BY SARAH AVERY, Staff Writer
CHAPEL HILL -- The doctors at Vanderbilt University Medical Center assured Susan Williamson that she could be discharged on the Saturday after her Wednesday surgery, and she wanted nothing better than to be home, in Holly Springs.
But Susan felt horrible. Her uterus had been opened so that surgeons could repair the spina bifida lesion on her unborn child -- an experimental procedure she endured to give her baby, Anna, an opportunity for a more normal life.
The incision on Susan's belly stretched from pelvic bone to pelvic bone -- a big, diabolical smile she would wear forever -- and it hurt terribly.
Two days after the surgery, she could scarcely walk. She got out of the hospital bed once on Thursday, twice on Friday, but it wasn't really walking. Susan shuffled, hunched over, carrying her belly like a load of eggs collected in an apron.
Then, on Saturday, when a nurse examined Susan's incision, it didn't appear to be closing correctly. The nurse looked closer to see whether there was any mending at all, and the incision broke open from one end to the other as easily as a souffle.
There was nothing to do but pack it with gauze, through layers of skin and fat, and let it heal that way; suturing or stitching would have sealed in bacteria and triggered a massive infection. Nurses taught Susan's husband, Jason, how to pull out -- carefully, slowly -- the bloody bandages deep in his wife's wound and pack new ones, twice a day.
The incision kept Susan in the hospital an extra day, but it also pushed everyone's spirits low.
Although they won a discharge on Sunday, making their flight to Raleigh-Durham, the Williamsons arrived physically and emotionally spent. Their first night back, Susan struggled to find comfort amid the pain. Neither of them slept.
Susan's worst moments were when she monitored for contractions, fixing a sensory device the size of a portable CD player to her belly. For an hour, she was forced to sit motionless. Afterward, she hooked the device to a communicator, which fed the data over phone lines to nurses in Tennessee, who read the reports.

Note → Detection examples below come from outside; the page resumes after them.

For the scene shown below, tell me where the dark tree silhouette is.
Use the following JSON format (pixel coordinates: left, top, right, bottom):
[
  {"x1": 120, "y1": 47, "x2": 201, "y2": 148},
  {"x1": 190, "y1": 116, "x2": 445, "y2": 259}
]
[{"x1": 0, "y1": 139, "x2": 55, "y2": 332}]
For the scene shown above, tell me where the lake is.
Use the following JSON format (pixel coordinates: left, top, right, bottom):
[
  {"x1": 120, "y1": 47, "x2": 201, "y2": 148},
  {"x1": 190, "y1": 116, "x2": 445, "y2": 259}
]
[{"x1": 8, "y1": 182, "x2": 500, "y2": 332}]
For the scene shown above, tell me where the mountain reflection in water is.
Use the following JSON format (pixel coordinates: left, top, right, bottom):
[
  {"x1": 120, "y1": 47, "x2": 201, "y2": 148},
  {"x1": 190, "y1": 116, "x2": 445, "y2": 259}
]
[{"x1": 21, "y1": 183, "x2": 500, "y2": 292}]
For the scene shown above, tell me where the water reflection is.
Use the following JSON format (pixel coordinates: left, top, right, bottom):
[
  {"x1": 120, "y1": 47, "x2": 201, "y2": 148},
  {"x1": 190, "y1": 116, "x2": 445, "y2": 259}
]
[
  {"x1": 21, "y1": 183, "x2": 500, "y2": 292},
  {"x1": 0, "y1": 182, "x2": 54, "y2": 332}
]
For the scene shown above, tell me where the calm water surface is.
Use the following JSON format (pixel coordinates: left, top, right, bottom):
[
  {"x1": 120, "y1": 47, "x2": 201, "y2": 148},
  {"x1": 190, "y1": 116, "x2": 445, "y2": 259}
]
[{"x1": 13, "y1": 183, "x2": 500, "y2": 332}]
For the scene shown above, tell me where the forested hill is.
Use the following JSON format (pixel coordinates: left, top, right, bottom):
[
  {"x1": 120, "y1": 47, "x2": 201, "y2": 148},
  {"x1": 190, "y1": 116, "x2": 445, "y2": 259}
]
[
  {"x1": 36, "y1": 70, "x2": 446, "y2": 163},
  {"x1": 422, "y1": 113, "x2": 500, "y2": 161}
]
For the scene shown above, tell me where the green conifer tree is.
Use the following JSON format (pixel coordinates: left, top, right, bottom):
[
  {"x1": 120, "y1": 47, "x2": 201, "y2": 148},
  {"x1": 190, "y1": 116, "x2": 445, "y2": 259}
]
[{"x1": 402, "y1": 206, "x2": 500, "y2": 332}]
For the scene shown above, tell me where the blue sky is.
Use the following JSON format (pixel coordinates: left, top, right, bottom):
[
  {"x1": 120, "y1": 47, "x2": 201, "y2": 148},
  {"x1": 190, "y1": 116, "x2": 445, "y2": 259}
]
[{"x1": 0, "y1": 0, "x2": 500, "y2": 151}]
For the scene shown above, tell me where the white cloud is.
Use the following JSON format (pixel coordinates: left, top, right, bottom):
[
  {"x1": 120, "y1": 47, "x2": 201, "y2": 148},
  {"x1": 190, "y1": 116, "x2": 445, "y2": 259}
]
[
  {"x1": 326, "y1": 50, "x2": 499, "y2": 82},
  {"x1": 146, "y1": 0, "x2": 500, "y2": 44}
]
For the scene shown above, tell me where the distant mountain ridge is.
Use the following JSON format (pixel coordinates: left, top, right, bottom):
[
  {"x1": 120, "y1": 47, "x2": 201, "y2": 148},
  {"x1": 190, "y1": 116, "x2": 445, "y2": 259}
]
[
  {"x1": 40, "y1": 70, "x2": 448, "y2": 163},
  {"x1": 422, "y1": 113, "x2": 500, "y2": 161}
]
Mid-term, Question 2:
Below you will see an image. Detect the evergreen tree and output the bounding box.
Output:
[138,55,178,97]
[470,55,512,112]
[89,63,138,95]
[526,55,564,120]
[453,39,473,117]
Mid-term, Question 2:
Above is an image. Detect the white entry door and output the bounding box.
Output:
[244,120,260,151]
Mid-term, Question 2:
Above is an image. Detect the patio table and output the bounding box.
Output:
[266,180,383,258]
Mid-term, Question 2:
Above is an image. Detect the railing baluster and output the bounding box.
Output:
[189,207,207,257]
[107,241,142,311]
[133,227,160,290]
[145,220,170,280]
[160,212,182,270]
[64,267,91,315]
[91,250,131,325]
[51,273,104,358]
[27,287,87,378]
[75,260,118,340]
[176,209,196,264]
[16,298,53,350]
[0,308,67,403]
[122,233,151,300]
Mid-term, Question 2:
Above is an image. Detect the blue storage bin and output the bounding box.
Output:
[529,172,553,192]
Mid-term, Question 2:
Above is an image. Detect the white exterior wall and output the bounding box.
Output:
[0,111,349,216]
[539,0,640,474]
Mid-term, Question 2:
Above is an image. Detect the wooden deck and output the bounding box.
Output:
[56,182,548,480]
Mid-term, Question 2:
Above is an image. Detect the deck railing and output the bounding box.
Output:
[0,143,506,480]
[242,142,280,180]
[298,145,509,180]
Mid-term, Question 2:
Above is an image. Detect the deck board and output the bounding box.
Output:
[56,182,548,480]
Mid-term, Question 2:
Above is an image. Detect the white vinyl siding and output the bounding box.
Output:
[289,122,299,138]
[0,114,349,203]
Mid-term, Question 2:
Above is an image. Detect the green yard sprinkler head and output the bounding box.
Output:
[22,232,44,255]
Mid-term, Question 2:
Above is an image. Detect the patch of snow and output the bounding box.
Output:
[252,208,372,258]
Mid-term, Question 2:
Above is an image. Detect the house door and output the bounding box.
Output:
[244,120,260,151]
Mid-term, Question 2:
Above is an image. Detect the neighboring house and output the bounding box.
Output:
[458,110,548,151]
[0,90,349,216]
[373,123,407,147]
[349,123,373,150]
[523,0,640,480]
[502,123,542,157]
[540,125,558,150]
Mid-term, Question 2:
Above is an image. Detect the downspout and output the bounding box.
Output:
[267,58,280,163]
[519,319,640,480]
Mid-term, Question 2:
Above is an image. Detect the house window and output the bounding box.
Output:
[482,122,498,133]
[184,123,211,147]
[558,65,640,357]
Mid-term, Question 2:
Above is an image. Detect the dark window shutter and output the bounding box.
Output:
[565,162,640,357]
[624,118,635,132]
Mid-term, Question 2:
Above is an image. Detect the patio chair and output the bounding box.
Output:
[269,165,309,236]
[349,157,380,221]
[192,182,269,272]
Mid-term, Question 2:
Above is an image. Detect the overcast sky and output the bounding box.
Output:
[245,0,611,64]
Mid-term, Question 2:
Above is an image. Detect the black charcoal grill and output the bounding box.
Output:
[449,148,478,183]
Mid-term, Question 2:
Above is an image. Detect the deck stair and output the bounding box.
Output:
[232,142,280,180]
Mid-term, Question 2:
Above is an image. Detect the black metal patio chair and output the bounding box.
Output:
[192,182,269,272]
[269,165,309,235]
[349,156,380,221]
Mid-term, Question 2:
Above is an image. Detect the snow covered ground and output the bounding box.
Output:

Every day, the nurses reported that Susan was registering too many contractions, that she needed to monitor again, that she required additional dosages of the muscle relaxant injected through a pump on her hip. Four contractions an hour. More drugs. Five an hour. They came and came.
Finally, on Thursday, May 25, the nurses urged Susan to get in touch with her local doctors. So Susan dialed Dr. Nancy Chescheir's office in Chapel Hill. The order was clear: Get to the hospital.
Just that day, Jason had gone back to work after missing two weeks. Susan's younger sister, Martha, who had flown in from New Jersey to help out, bustled Susan into the car and sped to UNC Hospitals.
Anna was only 23-and-a-half weeks along and, in the terminology of medical science, nonviable.
Pained, tired and worried, Susan allowed a question that had crossed her mind more than once since she returned from Vanderbilt.
"Oh," Susan thought, "what have we done?"
So much to worry about
Susan was anxious, in part because she hadn't been able to talk with Chescheir, an obstetrician at UNC Hospitals who specialized in high-risk pregnancies. In the few days that the Williamsons had been back from Vanderbilt, they hadn't even had a chance to schedule a visit with Chescheir to become established as her patient.
Now Chescheir was away, so when Susan got to the hospital, she was visited by a number of doctors, many curious about the procedure she'd gone through. The doctors ran tests to make sure Susan wasn't in labor and then pumped her full of a different medicine to calm her uterus.